Le altre dinamiche che hanno interessato i mercati sono invece di tipo più finanziario e guardano all’atteggiamento tanto atteso da parte della Federal Reserve. Il momentaneo smorzarsi degli scenari più negativi relativi alla Cina e le conclusioni della Fed che hanno delineato un atteggiamento ‘hawkish-ma-non-troppo’ hanno permesso un rimbalzo dai minimi settimanali, portando il saldo finale a marginali rialzi per i paesi sviluppati (MSCI World +0,24%). L’S&P 500 chiude l’ottava infatti con un progresso dello 0,5%, restando tutto sommato non troppo distante dai massimi assoluti. Simili gli andamenti per l’Europa (ma con un FTSE Mib più tonico grazie alla propria composizione settoriale) mentre i paesi emergenti hanno mostrato diverse facce: molto bene ancora l’India, positivo il Brasile grazie al petrolio, male invece gli indici cinesi che nel 2021 arrivano a toccare il -17%. Tra i settori, migliore impostazione per quelli value come l’energia, ma anche per i finanziari, sostenuti dal tono crescente dei tassi di interesse. Il Vix, dopo uno spyke a quasi quota 30, ritraccia su valori finali più contenuti.
MERCATO MATERIE PRIME
Settimana positiva per il paniere generale delle commodities (+1,5%): il contributo principale arriva ancora dal segmento energetico con i rialzi di petrolio Wti e Brent (+3% e +3,6%). Deboli i metalli preziosi, con l’oro (-0,2%) che riscende verso la parte bassa del range degli ultimi mesi (1.750) a causa dell’aumento dei tassi reali. Generalmente positivi i metalli industriali, con l’alluminio ancora ben intonato.
MERCATO OBBLIGAZIONARIO
In ambito obbligazionario, evento clou della settimana di borsa ovviamente la riunione periodica della Federal Reserve, dalla quale gli investitori si attendevano qualche dettaglio in più circa le prospettive della politica monetaria americana. La riunione è ‘caduta’ in un momento particolare delle borse, con le tensioni provenienti dalla Cina ma anche da qualche percezione più prudente sulle prospettive della crescita economica globale.

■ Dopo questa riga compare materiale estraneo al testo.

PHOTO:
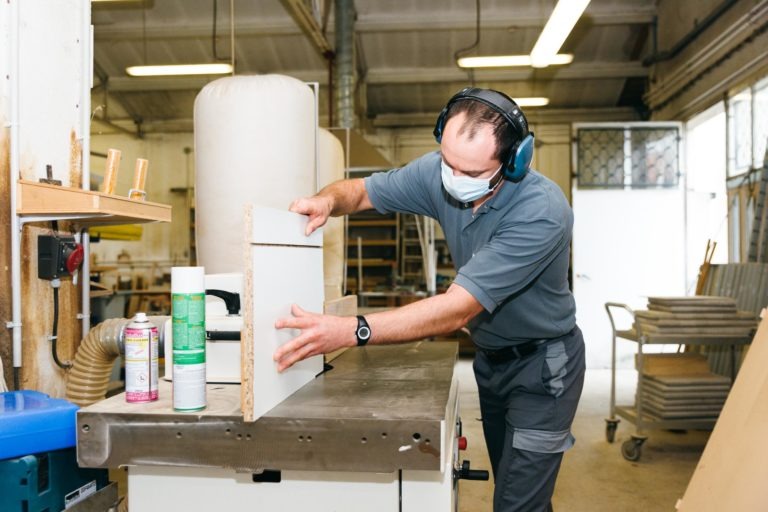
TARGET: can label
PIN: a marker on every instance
(188, 324)
(141, 368)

Forse per questo motivo o perché effettivamente manca un set di dati completo e coerente per giungere ad una decisione d’impatto significativo, il Presidente della Fed Powell ha forse deluso chi si aspettava un annuncio ‘netto’ in termini di date e numeri. La posizione del FOMC resta quella di prevedere, per il momento, uno stand by in merito al livello dei tassi di interesse (0%-0,25%), tuttavia è aumentato il numero degli esponenti che prevedono un rialzo del costo del denaro già l’anno prossimo (e nel complesso 6/7 volte entro la fine del 2024) . Gli interventi sui tassi comunque avverrà dopo il tapering, ossia dopo che la fase di sostegno offerta ai mercati post Covid, andrà in soffitta.

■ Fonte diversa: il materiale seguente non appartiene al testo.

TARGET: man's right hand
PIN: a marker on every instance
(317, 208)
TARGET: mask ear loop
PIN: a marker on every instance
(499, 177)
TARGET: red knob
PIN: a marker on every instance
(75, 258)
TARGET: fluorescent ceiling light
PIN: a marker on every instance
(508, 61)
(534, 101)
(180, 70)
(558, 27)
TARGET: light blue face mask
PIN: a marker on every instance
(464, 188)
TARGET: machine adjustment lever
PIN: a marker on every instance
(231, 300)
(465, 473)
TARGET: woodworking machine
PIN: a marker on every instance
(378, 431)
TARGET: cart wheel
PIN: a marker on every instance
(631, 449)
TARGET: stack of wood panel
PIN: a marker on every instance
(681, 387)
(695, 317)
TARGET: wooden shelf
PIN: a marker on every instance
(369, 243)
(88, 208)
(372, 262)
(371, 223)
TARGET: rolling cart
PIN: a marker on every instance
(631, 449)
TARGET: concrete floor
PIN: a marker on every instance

Su questo la banca centrale americana non è stata particolarmente chiara, mettendo, come sempre, la solita premessa “se si continueranno a fare progressi in modo ampio come atteso’’ ma poi non indicando un inizio preciso (‘’presto’’). Powell, però, poi ha detto che un processo di tapering ‘graduale’ avrebbe come possibile termine la metà del prossimo anno. La conclusione implicita, secondo la Fed, è che l’emergenza pandemica sarà superata e che l’economia potrà camminare con le proprie gambe. Su queste basi, la banca centrale americana mostra comunque una view positiva che poi viene tradotto sui mercati obbligazionari con un movimento verso l’alto dei tassi a medio lungo termine: il decennale tocca infatti i massimi dallo scorso luglio (top a 1,45%nella settimana), rompendo il trading range degli ultimi due mesi e rendendo la curva un po’ più ripida (116 punti base sul 10Y-2Y). L’impatto della variante Delta del Covid ha portato infine la Fed a tagliare le stime di crescita del PIL per il 2021 (+5,9% vs+7%) mentre in tema di inflazione la banca centrale americana si attende un livello del 3,7% (vs 3% precedente).
Anche nel Vecchio Continente vi è stato un medesimo aumento dei tassi di interesse, con il Bund tedesco in risalita, in termini di rendimento, fino a quota -0,20%/-0,25%, riassorbendo tutto il downside avvenuto da luglio. In forte aumento anche la resa del BTP decennale che arriva a sfiorare lo 0,80% e confermando anche in questo caso la pressione verso l’alto anche nel segmento del debito periferico zona Euro. A contribuire anche i valori macroeconomici relativi alla zona Euro, con i buoni dati nel secondo trimestre e una altrettanto confortante progressione nel terzo. Per quanto riguarda le dinamiche degli altri segmenti obbligazionari, l’aumento del free risk ha penalizzato le esposizioni di tipo investment grade mentre l’high yield ha limato i guadagni delle scorse settimane. Deboli anche debito dei paesi emergenti e governativi legati all’inflazione.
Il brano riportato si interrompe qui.